Crowd-funding has changed a lot about the indie publishing industry. Yet (and I hate to be the first one to suggest it, as it seems to be breathing such real, quantifiable life ($) into the scene), I suspect there is a bubble here that is close to popping. Indeed, game designers have taken to crowd-funding largely because there is no current technology for making traditional publishing-distribution chains viable for niche markets. Like Google Checkouts, Kickstarter (et al.) allows reliable direct sale opportunities for small publishers that have been largely shut out by conservative distributors. But what cost is there for this immediacy? Niche hobbies thrive on interest, but while everyone seems to be excited about stretch goals, interactive product development and tiered reward levels, I can't help but feel that some of the magic has been taken out of the process.

As consumers, we are getting a lot of direct information through participating in funding, whether in the form of special sneak peaks, previews of potential new products or simply some small part in sharing the product design. But more interaction, and more information, is not always a good thing. I can imagine a Kickstarter burnout in the future, where the excitement that crowd-funding pre-orders generate is overtaken by information overload. A burnout where our building interest in seeing a project as it developes dissapates a little more when we finally receive the product we have been over-expecting. Crowd-funding means you are paying ahead for a product that you will not have in your hands for many months. Even with great products, what is the evaporation rate of that excitement that must survive that long stretch?

There are other problems with crowd-funding as well. It seems to be accelerating the already miserable state of distribution, pushing local gaming stores further to the fringes, and increasingly moving communities online.

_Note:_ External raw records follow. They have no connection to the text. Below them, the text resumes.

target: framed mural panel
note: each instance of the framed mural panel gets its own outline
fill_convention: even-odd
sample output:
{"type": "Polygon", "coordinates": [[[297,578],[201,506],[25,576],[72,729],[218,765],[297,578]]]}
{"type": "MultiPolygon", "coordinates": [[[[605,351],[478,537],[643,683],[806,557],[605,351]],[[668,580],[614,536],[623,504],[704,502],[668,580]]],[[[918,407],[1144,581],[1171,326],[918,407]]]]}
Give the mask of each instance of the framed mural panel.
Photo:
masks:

One of our local Islamic scholars here in Toronto remarked about that final point just last weekend, while speaking before a (traditional) dinner fundraiser for his school. In reference to online education, he argued that it is ironic that online communities are supposedly all about connecting with each other, while in reality they leave us more practically disconnected than ever before.

I don't really have another answer, and simply saying "well, the glory days of roleplaying games are over" and letting the entropy of distribution set in seems passé. Kickstarter et al. seems to have breathed new monetary life into the OSR, but let's not forget that the OSR began well before industrious-types had figured out a way to capitalize it. It was carried then by traditional enthusiasm of tangible substance. While websites like Kickstarter have been proven to generate hype, at the end of the day, the enduring proofs in this hobby are quality products on the one hand, and an abiding sense of mystery on the other. Unfortunately, crowd-funding tends to be antithetical to both ends, as it creates a very low barrier for self-publishing, while also flushing out the entire discourse of what makes a satisfying roleplaying game product into terms of what is immediately gratifying. Even then, with the nature of project funding, the immediate gratification of spoilers, previews and shared development are only deceptively immediate, creating dangerous over-anticipation.